Untitled, a Creative Commons Attribution (2.0) image from minusbaby’s photostream

On Thursday, Pittsburgh City Council voted to suspend nighttime parking meter enforcement, but only for the next six months. Requiring drivers to pay to park after 6:00 PM, of course, discourages people from shopping, dining and seeking out entertainment in the city when they can not only park for free at a mall or suburban theater, but not worry about potential fines for going over the limit. That’s why Councilman Peduto had asked that after-6 PM enforcement be permanently suspended. The city had extended parking enforcement hours until 10:00 PM back in 2010, but had to quickly rescind those hours due to an outcry from the public.
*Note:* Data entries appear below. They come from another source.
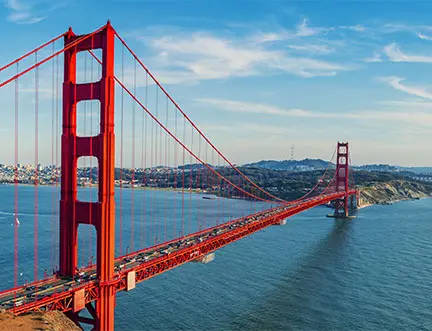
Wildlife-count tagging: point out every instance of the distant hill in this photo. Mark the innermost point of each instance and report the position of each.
(291, 165)
(377, 167)
(318, 164)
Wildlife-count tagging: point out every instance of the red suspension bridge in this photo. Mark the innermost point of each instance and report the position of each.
(154, 144)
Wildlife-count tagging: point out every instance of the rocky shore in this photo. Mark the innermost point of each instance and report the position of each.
(50, 321)
(392, 191)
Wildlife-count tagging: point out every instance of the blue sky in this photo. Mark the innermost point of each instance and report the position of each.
(260, 76)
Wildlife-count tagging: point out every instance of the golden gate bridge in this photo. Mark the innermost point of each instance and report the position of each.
(152, 134)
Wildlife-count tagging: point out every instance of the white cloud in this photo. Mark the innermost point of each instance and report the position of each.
(396, 83)
(396, 55)
(22, 13)
(376, 57)
(313, 48)
(257, 108)
(401, 115)
(202, 56)
(304, 30)
(424, 37)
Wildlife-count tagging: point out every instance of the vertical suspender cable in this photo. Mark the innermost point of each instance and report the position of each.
(16, 179)
(52, 181)
(121, 158)
(132, 239)
(36, 179)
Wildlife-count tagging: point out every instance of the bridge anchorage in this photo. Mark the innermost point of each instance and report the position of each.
(87, 294)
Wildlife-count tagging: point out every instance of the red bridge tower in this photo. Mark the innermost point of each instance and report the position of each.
(342, 175)
(99, 214)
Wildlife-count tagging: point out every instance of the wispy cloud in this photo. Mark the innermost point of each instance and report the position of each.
(22, 13)
(376, 57)
(396, 83)
(396, 55)
(31, 11)
(402, 115)
(257, 108)
(424, 37)
(198, 56)
(313, 49)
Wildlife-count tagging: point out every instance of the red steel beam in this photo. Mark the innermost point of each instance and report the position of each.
(64, 301)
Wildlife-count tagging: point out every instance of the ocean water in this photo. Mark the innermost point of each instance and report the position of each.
(315, 273)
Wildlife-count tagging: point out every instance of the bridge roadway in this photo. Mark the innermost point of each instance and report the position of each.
(57, 293)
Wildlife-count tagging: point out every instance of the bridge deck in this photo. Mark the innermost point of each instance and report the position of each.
(59, 293)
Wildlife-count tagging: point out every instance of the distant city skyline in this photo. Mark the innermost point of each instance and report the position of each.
(257, 78)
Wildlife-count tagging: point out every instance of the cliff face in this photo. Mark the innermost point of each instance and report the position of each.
(381, 193)
(50, 321)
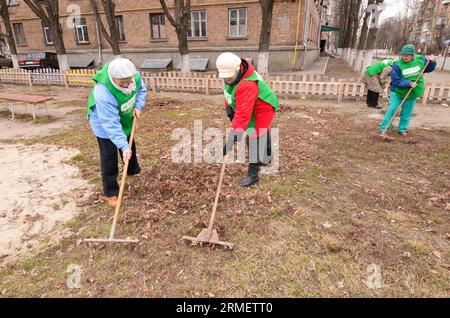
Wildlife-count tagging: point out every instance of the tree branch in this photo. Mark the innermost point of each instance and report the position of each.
(172, 21)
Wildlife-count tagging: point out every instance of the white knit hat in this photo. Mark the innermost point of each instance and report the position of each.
(121, 68)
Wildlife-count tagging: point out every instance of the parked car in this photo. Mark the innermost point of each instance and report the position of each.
(5, 61)
(39, 60)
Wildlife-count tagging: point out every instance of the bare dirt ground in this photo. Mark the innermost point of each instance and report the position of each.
(346, 215)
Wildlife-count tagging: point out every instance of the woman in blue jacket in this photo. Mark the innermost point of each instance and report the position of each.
(118, 95)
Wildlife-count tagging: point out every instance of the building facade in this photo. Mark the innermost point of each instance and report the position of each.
(145, 33)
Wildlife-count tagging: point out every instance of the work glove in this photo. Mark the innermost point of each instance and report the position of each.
(230, 112)
(233, 137)
(431, 58)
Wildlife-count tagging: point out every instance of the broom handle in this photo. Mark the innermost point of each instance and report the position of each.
(122, 184)
(404, 99)
(216, 200)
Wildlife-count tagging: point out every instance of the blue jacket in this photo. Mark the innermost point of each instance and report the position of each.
(105, 118)
(396, 76)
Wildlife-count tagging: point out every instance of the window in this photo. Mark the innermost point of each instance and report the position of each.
(81, 31)
(197, 24)
(237, 22)
(47, 35)
(19, 34)
(157, 22)
(120, 27)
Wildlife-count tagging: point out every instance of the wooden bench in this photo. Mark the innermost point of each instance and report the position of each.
(32, 100)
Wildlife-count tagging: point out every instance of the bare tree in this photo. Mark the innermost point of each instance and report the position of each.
(48, 12)
(8, 34)
(180, 21)
(264, 39)
(113, 36)
(405, 25)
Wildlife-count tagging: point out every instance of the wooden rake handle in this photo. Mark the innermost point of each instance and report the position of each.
(216, 200)
(404, 99)
(122, 183)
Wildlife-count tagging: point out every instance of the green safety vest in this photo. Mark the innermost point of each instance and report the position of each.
(377, 68)
(411, 71)
(125, 102)
(265, 93)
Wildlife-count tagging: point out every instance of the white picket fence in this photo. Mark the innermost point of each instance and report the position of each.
(290, 85)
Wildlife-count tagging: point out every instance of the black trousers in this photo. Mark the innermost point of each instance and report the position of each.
(110, 166)
(260, 149)
(372, 98)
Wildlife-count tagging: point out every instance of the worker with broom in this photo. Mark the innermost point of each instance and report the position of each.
(118, 95)
(375, 78)
(250, 105)
(406, 74)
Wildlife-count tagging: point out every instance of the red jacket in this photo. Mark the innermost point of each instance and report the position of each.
(247, 101)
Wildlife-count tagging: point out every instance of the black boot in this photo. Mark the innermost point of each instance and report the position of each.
(252, 175)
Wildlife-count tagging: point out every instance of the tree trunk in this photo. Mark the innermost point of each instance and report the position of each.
(185, 63)
(9, 33)
(264, 39)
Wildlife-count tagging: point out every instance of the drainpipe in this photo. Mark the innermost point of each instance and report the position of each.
(99, 42)
(305, 33)
(320, 27)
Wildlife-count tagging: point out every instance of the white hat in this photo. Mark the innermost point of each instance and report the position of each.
(121, 68)
(228, 64)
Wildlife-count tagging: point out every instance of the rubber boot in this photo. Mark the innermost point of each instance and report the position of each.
(252, 175)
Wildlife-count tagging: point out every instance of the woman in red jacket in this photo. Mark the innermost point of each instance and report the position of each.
(251, 105)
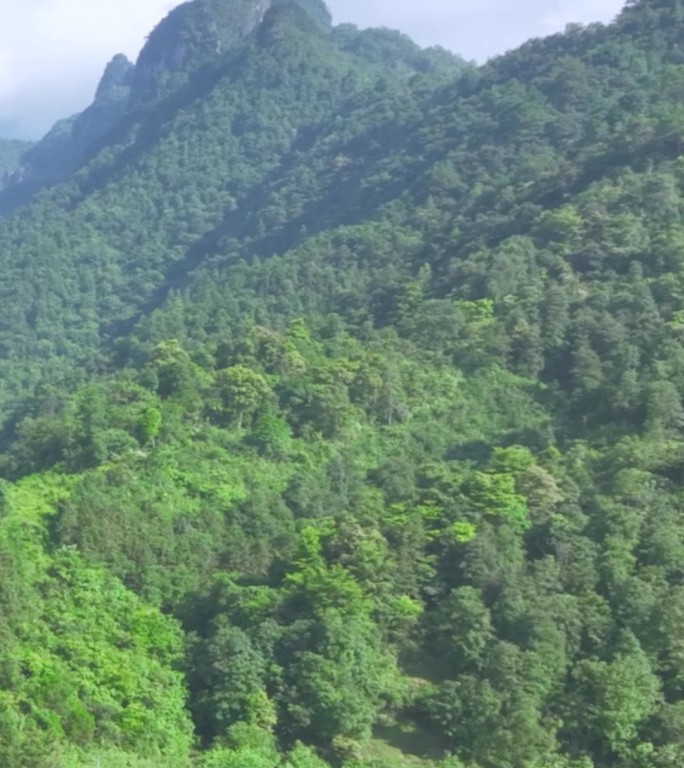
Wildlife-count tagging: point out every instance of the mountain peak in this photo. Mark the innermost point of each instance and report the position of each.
(195, 33)
(117, 76)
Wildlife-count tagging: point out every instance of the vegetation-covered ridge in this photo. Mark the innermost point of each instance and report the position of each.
(342, 391)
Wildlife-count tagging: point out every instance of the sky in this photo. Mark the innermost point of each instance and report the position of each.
(53, 52)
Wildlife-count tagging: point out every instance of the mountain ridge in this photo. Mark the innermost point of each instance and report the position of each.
(344, 401)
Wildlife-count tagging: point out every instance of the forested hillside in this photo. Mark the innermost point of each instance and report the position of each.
(341, 388)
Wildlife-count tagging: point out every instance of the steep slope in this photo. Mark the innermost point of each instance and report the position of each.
(133, 222)
(381, 401)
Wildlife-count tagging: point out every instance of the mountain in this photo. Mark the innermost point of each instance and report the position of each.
(341, 384)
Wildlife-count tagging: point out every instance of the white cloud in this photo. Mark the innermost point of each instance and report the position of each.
(52, 52)
(565, 12)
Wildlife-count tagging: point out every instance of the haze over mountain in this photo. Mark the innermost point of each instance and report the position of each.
(341, 403)
(54, 51)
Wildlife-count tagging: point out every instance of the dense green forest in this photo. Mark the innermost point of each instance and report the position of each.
(341, 403)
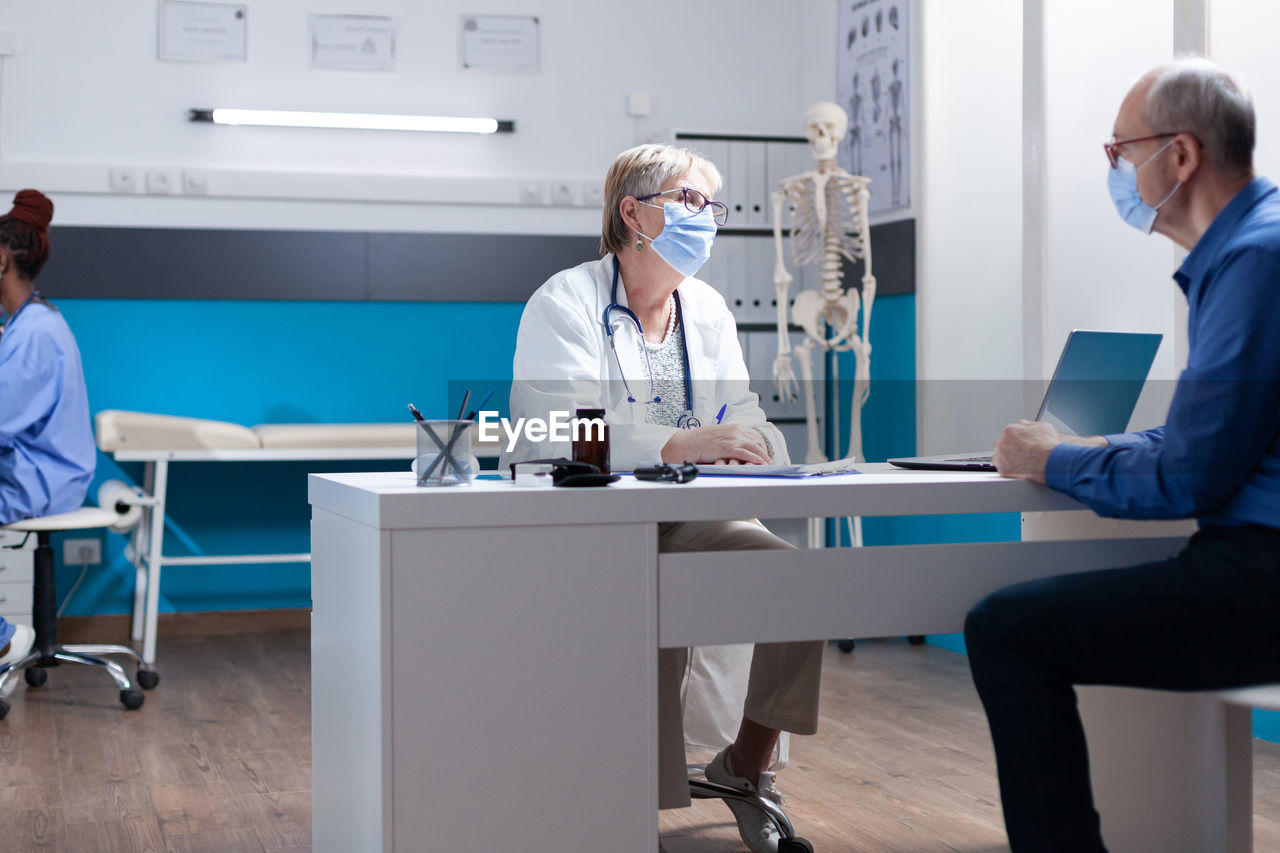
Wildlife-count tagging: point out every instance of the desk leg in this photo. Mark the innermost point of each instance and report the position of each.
(1171, 771)
(154, 560)
(511, 703)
All of this goes back to our city’s pension woes and an attempt to generate more revenue through increasing both the meter costs and the hours. Pittsburgh managed to dodge a bullet when we did not take a deal to lease our meters as Chicago did. The Chicago deal has been roundly criticized by, well, everyone. As many bad transactions go, it started with a lack of any transparency — much of the documentation on the bidding has still never seen the light of day. The lease agreement is for 75 years, but most of that money has already been spent by Chicago as the value of the leased meters was woefully underestimated. Now, after rates have gone up five years in a row, Chicago is set to have the most expensive parking rates in North America.

The Mayor’s parking meter privatization plan for Pittsburgh would have been done with the same entities involved in Chicago’s infamous deal. The plan would have resulted in a loss of over $2 billion in revenue over the life of the lease.

But, back to here and now. What of the extra revenue that nighttime parking was supposed to generate and how does this relate to the pensions, you may ask. The increased nighttime parking revenue was not going to the pensions — it was going to the operating budget to make up for the loss from the “Parking Tax.” (Council could vote to extend meter enforcement 24/7, or they could vote to make parking free 24/7 and it still wouldn’t relate to the pensions.) The real problem is that the Parking Authority never increased their payments to the city which was part of the plan. As far as any lost nighttime revenue from meters and fines that would be going to our operating budget, the answer is to focus on getting the parking authority to revamp and improve their system so that they can extract more revenue and pay the City as they should have been for the past two years. It’s not to punish the small business owners of Pittsburgh and to drive traffic out of the town (no pun intended).